Au cours de la saison de course automobile de 1937, lorsque les voitures Alfa Romeo pilotées par la Scuderia Ferrari ont été battues par Mercedes-Benz et Auto Union, la rumeur a d’abord annoncé que la célèbre usine milanaise avait l’intention de construire une machine de 1,5 litre, dans un effort désespéré pour récupérer. une partie de leur prestige, et celui de l’Italie, en voie de disparition dans le domaine de la course automobile.
Cependant, comme le mois a succédé, aucune nouvelle Alfa Romeo de 1500 cm3 n’est apparue sur la scène. Malgré cela, des extraits étranges de nouvelles ont créé le sentiment qu’Alfa était « à la hauteur » pour diverses sources, confirmant que les nouveaux véhicules avaient un nombre quelconque de cylindres, de six à 16. Ce brouillard particulier d’incertitude entourant Alfa Romeo n’était pas inhabituel, car seulement à peine cinq ans plus tôt, la naissance et la croissance des nouveaux coureurs allemands étaient également obscures.
Le premier véritable indice de quelque chose de définitif est venu en juin 1938, lorsque la presse automobile britannique a révélé qu’Attilio Marinoni, testeur en chef et mécanicien de la Scuderia Ferrari, avait soigneusement testé la nouvelle Alfa Romeo de 1,5 litre et qu’elle s’était avérée être une solution éminemment satisfaisante.
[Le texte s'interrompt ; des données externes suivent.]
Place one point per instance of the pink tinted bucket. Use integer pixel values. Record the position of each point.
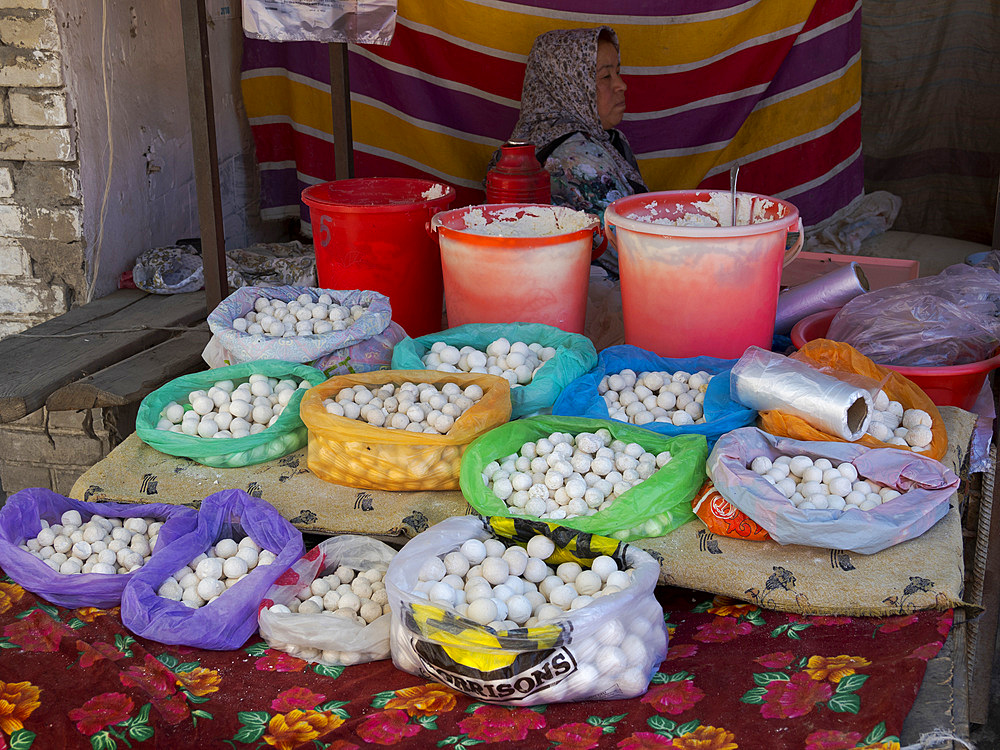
(514, 279)
(710, 289)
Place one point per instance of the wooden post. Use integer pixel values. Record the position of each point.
(206, 154)
(340, 100)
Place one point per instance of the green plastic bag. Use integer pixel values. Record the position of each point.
(575, 355)
(656, 507)
(286, 435)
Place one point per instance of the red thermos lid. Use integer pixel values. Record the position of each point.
(517, 177)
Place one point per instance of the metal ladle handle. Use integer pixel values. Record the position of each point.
(734, 172)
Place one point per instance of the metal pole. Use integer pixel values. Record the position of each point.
(194, 26)
(340, 100)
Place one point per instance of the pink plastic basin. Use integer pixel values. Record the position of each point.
(955, 385)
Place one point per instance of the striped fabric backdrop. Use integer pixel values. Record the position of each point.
(773, 85)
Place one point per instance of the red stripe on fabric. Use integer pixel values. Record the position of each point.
(807, 161)
(439, 57)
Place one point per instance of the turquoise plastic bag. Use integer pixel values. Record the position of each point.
(581, 399)
(575, 355)
(655, 507)
(286, 435)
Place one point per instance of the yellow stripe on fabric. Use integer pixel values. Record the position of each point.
(780, 122)
(272, 96)
(451, 155)
(664, 41)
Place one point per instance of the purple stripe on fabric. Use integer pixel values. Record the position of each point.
(309, 59)
(710, 124)
(806, 62)
(818, 57)
(822, 201)
(426, 101)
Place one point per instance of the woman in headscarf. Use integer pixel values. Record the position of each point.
(572, 101)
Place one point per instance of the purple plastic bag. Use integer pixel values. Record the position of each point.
(926, 486)
(21, 519)
(227, 622)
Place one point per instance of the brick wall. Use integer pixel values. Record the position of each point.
(41, 234)
(52, 449)
(41, 242)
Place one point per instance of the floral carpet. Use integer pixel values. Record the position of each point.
(735, 676)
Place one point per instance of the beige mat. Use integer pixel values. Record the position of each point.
(924, 573)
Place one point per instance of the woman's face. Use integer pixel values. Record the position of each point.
(610, 86)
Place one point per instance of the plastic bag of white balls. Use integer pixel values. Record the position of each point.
(925, 487)
(653, 390)
(39, 528)
(341, 610)
(608, 647)
(337, 331)
(165, 613)
(889, 420)
(574, 355)
(350, 452)
(286, 435)
(653, 507)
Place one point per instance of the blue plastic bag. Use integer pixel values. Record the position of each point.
(21, 519)
(575, 355)
(581, 399)
(227, 622)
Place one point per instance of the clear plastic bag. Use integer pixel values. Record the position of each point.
(364, 346)
(21, 517)
(563, 660)
(319, 637)
(575, 355)
(356, 454)
(227, 622)
(926, 486)
(581, 399)
(936, 321)
(286, 435)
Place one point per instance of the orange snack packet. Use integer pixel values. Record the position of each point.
(723, 518)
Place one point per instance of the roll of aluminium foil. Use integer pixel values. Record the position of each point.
(765, 381)
(829, 291)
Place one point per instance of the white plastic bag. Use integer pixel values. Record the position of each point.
(926, 486)
(320, 637)
(364, 346)
(606, 650)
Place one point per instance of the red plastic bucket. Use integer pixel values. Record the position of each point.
(954, 385)
(515, 279)
(372, 233)
(710, 289)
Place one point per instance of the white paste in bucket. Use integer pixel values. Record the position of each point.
(533, 221)
(715, 212)
(437, 190)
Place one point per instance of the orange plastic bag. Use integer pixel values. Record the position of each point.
(723, 518)
(836, 355)
(356, 454)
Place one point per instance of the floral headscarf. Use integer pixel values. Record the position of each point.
(559, 95)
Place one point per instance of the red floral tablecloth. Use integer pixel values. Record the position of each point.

Voiture.
À peine la nouvelle est-elle tombée que trois Alfa Romeos rouge terne de 1,5 litre se tenaient sur la ligne de départ de la voiturette annuelle [very roughly equivalent to today’s F2] course à Livourne le 31 juillet 1938, avec les pilotes Emilio Villoresi (frère du volatile Gigi), Francesco Severi et Clemente Biondetti.
Le champ se composait des essaims inévitables de divers Maseratis privés, plus une équipe de Maserati de travaux dirigée par Luigi ‘Gigi’ Villoresi, qui comme toujours, partit comme si tous les démons de Hadès le poursuivaient, et avec son frère juste à l’arrière.
Les dés étaient brefs; à seulement 99 milles alors qu’à demi-distance Emilio avait pris la tête, après quoi son frère Gigi est tombé au bord du chemin, laissant la nouvelle Alfa Romeo courir vers une victoire facile avec Emilio premier et Biondetti deuxième, à 2,8 secondes d’intervalle.
Une telle victoire initiale n’était pas exactement habituelle dans l’intensité exténuante de la course automobile, et elle a suscité le plus grand enthousiasme dans toute l’Italie. Mais le succès est un tonique enivrant et ce fut donc un choc énorme quand quinze jours plus tard à Pescara, dans la Coppa Acerbo, les petites Alfettes, immédiatement surnommées par la presse, échouèrent lamentablement; seul Severi atteignit l’arrivée. Les bouchons ont été blâmés pour cette débâcle, bien que la voiture de Severi, en allant bien, ait parcouru un kilomètre chronométré à 141,48 mph, une vitesse aussi bonne que n’importe quelle machine de course sur route de 1500 cm3 jamais atteinte jusqu’à ce moment-là.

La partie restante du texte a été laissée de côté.